• Tableaux d'une autre vie (4)

     

     

    Comme je fus heureux le jour où en rentrant de l'école, j’allai dans la salle de bains - vérifier la taille de mes oreilles - et que je remarquai dans la baignoire une multitude de poissons qui s’y débattaient ! C'est mon père – garde-pêche - qui les y avait mis en attendant que l'étang d'à côté fût entièrement nettoyé. Il y avait de grosses carpes, des perches, des gardons et des tanches énormes comme jamais je n'en avais vu. L'eau était noire de vase ; ça sentait dans toute la pièce.

    Les jours suivants, je passais des heures et des heures après les cours à observer, dans la salle de bains, mes vertébrés aquatiques. J'avais même acheté, avec mes économies, un masque de plongée histoire de les regarder de plus près évoluer dans leur milieu naturel. Bien sûr, je ne m’en suis jamais vanté auprès de ma mère.

    Je me mettais en maillot de bain et j’allais les rejoindre dans la baignoire. Ils étaient tellement troubles, en tout cas pas aussi nets que je l’espérais à cause de l’eau sale, que j’en changeais plusieurs fois en en tuant forcément quelques-uns après chaque remplissage. Et là, je restais bouche bée devant les spectaculaires mouvements d'opercule des survivants. J’enviais leur aisance et leur légèreté.

    Même après m’être longuement lavé et savonné je sentais la vase et ma mère - pourvue d’un odorat infaillible - a très vite fait le rapprochement. C'est vrai que je faisais souvent mes coups en douce. Faut dire, j'étais rarement fier de mes idées mais je ne résistais pas à la tentation de les mettre en pratique. Autrement, jamais mes parents ne m'auraient laissé entreprendre tout ce que j'ai pu apprendre par moi-même, en cachette.

     

    J’ai longtemps rêvé que j'étais un poisson volant, que j'avais des moustaches de chat et que j'allais plus vite que tout le monde dans le ciel aquatique. Je voyais bien au fur et à mesure que les années scolaires s’écoulaient que jamais je ne deviendrais un âne, pourtant j'étais de plus en plus mauvais à l'école et mes oreilles grandissaient  bien.

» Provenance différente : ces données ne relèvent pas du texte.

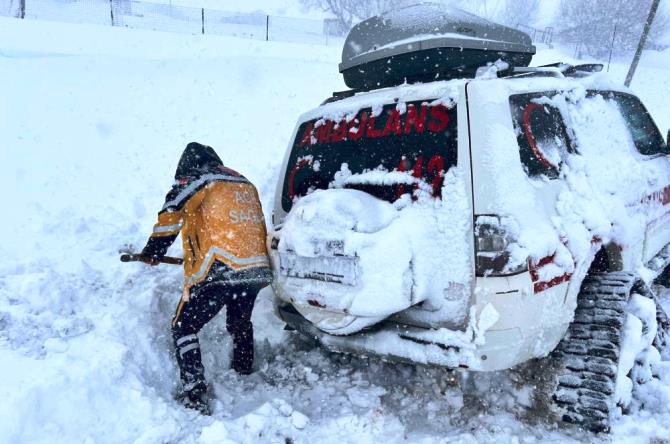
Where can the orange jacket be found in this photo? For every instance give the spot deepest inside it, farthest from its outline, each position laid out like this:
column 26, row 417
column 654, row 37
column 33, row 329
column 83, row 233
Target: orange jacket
column 220, row 219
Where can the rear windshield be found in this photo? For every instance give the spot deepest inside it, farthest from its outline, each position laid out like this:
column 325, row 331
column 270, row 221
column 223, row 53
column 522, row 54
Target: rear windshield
column 416, row 137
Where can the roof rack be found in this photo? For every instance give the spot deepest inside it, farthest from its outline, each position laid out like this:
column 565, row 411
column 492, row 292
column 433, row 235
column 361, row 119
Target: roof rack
column 555, row 69
column 558, row 69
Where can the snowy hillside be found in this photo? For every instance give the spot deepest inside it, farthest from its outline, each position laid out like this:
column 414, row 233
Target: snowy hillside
column 92, row 122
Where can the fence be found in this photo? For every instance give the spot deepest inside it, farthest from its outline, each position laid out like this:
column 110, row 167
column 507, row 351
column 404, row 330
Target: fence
column 181, row 19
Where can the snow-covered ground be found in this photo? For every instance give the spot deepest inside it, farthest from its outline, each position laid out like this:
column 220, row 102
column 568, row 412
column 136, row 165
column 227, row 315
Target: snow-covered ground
column 92, row 122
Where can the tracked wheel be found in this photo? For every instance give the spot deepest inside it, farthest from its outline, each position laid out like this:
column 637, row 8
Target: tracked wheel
column 607, row 351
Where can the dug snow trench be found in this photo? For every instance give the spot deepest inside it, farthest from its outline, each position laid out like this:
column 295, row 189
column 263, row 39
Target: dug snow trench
column 93, row 120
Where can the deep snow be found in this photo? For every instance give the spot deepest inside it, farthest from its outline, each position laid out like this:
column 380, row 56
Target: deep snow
column 92, row 121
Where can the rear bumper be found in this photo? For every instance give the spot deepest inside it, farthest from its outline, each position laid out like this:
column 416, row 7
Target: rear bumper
column 501, row 349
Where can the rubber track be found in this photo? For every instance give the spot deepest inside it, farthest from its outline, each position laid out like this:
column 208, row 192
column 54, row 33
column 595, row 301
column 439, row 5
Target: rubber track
column 590, row 352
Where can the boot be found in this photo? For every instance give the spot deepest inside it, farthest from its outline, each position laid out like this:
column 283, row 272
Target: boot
column 195, row 398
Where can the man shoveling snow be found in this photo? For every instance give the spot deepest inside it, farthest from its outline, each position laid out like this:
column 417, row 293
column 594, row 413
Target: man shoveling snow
column 219, row 215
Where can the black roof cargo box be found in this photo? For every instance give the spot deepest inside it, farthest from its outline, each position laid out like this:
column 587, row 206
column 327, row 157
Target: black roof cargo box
column 427, row 42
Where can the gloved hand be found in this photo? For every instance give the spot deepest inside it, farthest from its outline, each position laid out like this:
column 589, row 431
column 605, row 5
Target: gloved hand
column 150, row 260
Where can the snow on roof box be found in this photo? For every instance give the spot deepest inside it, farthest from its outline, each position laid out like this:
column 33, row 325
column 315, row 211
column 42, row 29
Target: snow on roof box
column 427, row 42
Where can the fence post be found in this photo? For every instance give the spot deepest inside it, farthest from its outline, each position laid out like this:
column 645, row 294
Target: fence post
column 643, row 40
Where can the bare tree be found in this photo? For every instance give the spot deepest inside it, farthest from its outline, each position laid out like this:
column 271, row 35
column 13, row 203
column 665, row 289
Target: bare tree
column 591, row 24
column 347, row 12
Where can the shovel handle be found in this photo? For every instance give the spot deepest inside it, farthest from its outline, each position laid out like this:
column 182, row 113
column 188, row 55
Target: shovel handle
column 127, row 257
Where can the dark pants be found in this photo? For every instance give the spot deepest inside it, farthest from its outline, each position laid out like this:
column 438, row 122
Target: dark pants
column 204, row 303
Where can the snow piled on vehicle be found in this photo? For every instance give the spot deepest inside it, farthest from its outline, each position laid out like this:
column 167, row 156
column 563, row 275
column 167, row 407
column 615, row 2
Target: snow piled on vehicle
column 605, row 195
column 404, row 253
column 383, row 257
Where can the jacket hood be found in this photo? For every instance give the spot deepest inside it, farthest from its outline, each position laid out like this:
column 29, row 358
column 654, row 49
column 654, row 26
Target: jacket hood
column 196, row 160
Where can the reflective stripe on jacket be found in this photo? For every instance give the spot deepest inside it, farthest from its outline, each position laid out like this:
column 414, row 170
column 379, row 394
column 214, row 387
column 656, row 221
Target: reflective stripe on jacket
column 220, row 219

    Avec les cheveux très courts, je ressemblais à un matou vicieux. Tout le monde m'appelait Gros Lard. Au début, j'en pleurais ; je voulais m'ouvrir le ventre pour retirer ma graisse. Je prenais mes bourrelets à pleine main et je tirais dessus : je croyais qu'à force, ils finiraient par partir. Je me mettais discrètement à la diète, prétextant que je n'avais plus faim à la fin des repas. En réalité, c'était pour maigrir. Je mourrais d'envie de manger de la mousse au chocolat. J'étais obsédé par la balance. Dès que j'allais aux toilettes, je me pesais. Je ne comprenais pas qu'en me vidant les intestins régulièrement, je ne perdais pas un gramme. Peut-être que mes rêves de poisson-volant étaient liés à ma hantise de devenir obèse, comme la grosse Mémène à qui il fallait deux chaises quand elle s'asseyait.

     

    On la voyait toujours descendre le chemin en face de chez nous, très lentement, un bâton à la main. Une fois arrivée en bas de la côte, elle nous donnait un coup de canne à moi et à ma soeur en nous disant, Alors, qu'est-ce qu'on dit à Mémène ? Elle réclamait sa bise. Je n'aimais pas l’embrasser parce qu'elle était grosse et qu'elle sentait mauvais. Elle avait une voix masculine et elle riait tellement fort que ma sœur et moi croyions que c'était la femme de l'ogre dans le conte du Petit Poucet. C'est elle qui nous l'avait fait croire. Si bien qu’à la fin, lorsque nous la voyions arriver, nous nous cachions pour ne pas qu'elle nous oblige à lui dire bonjour. C'est au moment où nous sortions de notre cachette – croyant qu’elle était partie - qu'elle nous surprenait. Nous rougissions et nous finissions, contraints et forcés, par venir l’embrasser. Nous avions peur qu'en désobéissant elle nous mangeât. Elle n'avait eu qu'un enfant dans sa vie mais elle l'avait perdu à un an et demi. Il était tombé dans une bassine d'eau bouillante.